The situation in Juba was not much better. A generation of young adults were being deprived of a good start by instability and insecurity. Isac had family in the town of Atbara up in the north of between Kartoum and the Egyptian border. The situation was said to be better there. So they managed to pay their way onto a cargo flight to Khartoum. They travelled to Atbara on top of a train but Peter was unable to establish himself there for reasons I can’t remember so he left his friend and he made his way back to Khartoum to try his luck there. By this point the war with the south was intensifying and they introduced conscription in Khartoum. Young men and even children were being rounded up all over town to fight the rebels. Sympathising with the rebels cause and having no intention of fighting his own countrymen Peter fled Khartoum.
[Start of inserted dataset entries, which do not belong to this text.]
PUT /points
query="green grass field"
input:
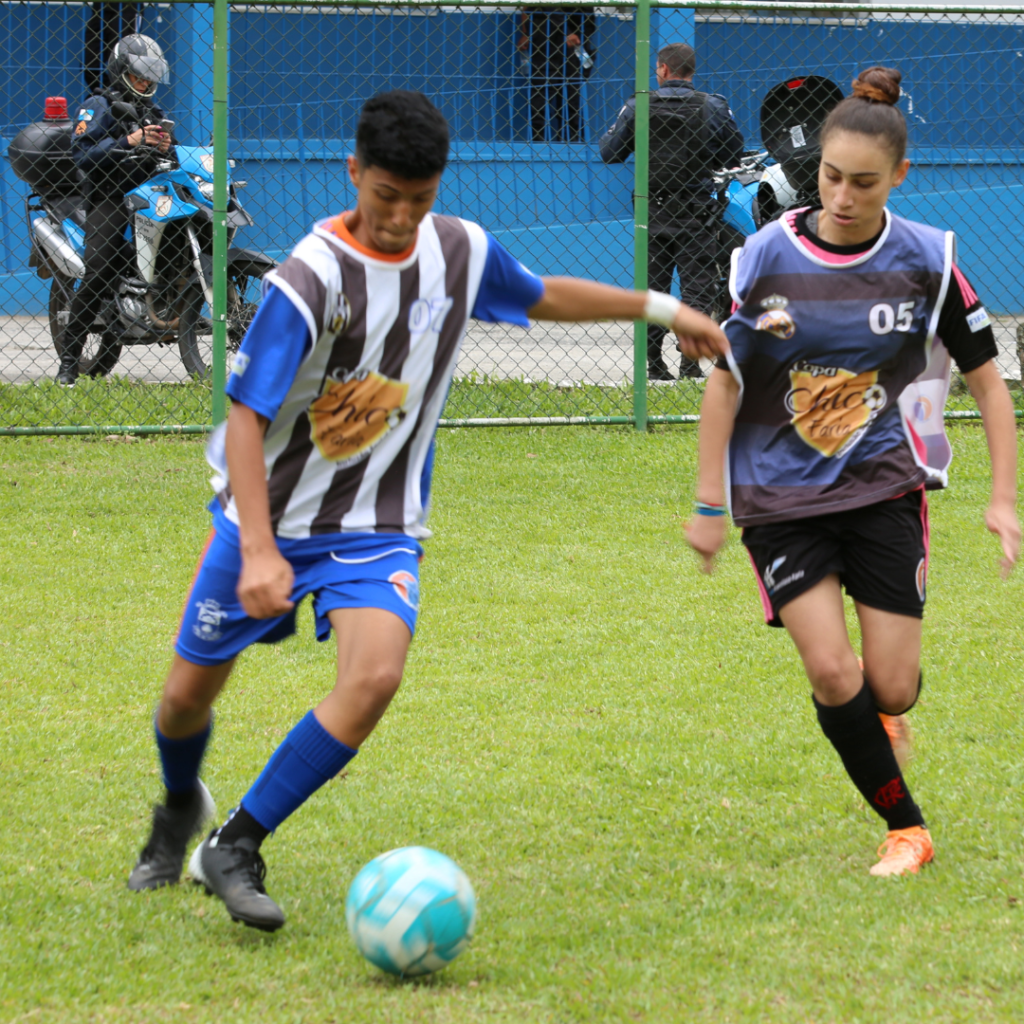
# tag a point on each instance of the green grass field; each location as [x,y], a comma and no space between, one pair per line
[622,757]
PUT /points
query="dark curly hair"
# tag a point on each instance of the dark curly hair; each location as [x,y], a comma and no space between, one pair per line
[402,132]
[871,111]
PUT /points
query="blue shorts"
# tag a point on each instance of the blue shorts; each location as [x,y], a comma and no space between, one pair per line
[357,570]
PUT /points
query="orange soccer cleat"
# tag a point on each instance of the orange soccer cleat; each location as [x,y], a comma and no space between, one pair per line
[904,851]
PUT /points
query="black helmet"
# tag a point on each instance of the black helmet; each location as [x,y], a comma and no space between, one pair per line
[141,56]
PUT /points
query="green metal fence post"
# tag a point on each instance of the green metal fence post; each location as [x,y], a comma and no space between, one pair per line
[219,311]
[640,196]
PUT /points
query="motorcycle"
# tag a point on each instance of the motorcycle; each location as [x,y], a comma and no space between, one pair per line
[781,177]
[165,279]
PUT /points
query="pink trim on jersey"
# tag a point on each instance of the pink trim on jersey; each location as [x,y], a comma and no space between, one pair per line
[919,444]
[970,295]
[765,599]
[927,527]
[817,251]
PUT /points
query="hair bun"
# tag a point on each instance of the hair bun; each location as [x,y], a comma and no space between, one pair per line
[878,84]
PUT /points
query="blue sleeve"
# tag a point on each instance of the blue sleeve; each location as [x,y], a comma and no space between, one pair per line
[507,288]
[264,368]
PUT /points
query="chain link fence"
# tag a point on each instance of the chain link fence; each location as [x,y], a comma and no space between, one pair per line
[544,156]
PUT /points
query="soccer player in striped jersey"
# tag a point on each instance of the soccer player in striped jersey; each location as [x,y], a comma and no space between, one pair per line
[825,428]
[325,476]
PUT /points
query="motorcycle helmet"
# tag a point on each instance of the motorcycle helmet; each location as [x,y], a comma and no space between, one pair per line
[140,55]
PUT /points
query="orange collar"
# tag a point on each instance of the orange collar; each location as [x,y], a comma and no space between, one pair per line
[337,226]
This was the period many in South Sudan went into ‘exile’ as he called it. During this civil war it is estimated 2.5 million were killed and further millions displaced. His family had fled south from the conflict into neighbouring Uganda. The clan he is from ‘the Kakwa’ are also very common in north Uganda so they found themselves among friends. Peter knew his family would head south with their Kakwa brethren so knew where to aim for. Peter fled across Sudan from Khartoum into the Congo. He traveled with other South Sudanese boys and mostly at night. Colloquially these displaced fleeing young boys and men were known as the ‘Lost Boys of Sudan’ by international aid workers. It most often refered to the young boys who escaped the slaughter in the villages because they were out with the cattle. Or frequently they had also been taken by forces on either side as child soldiers (the militias telling the parents they were getting safe escort to school) and some managed to escape. Thousands scattered into refugee camps in Kenya and Ethiopia in particular. As we sat there waiting for my turn to get my hair cut, he told me me 'It was a scary time.'

He managed to make his way along the border to Uganda and with the assistance of UNICEF managed to
find his displaced family. They remain in northern Uganda to this day and Peter managed to get his education. He qualified in electrical engineering is now married with six children. His eldest daughter is doing extremely well at school and wishes one day to become a doctor so he says.

It’s a rather humbling story and yet another reminder of how much I should be thankful for in my own upbringing and education. I wonder what I was doing as a teenager while Peter and the other Lost Boys were jumping borders in the dark and dodging the torches of Sudanese soldiers? To look at him now you would never know he has been through so much to get where he is.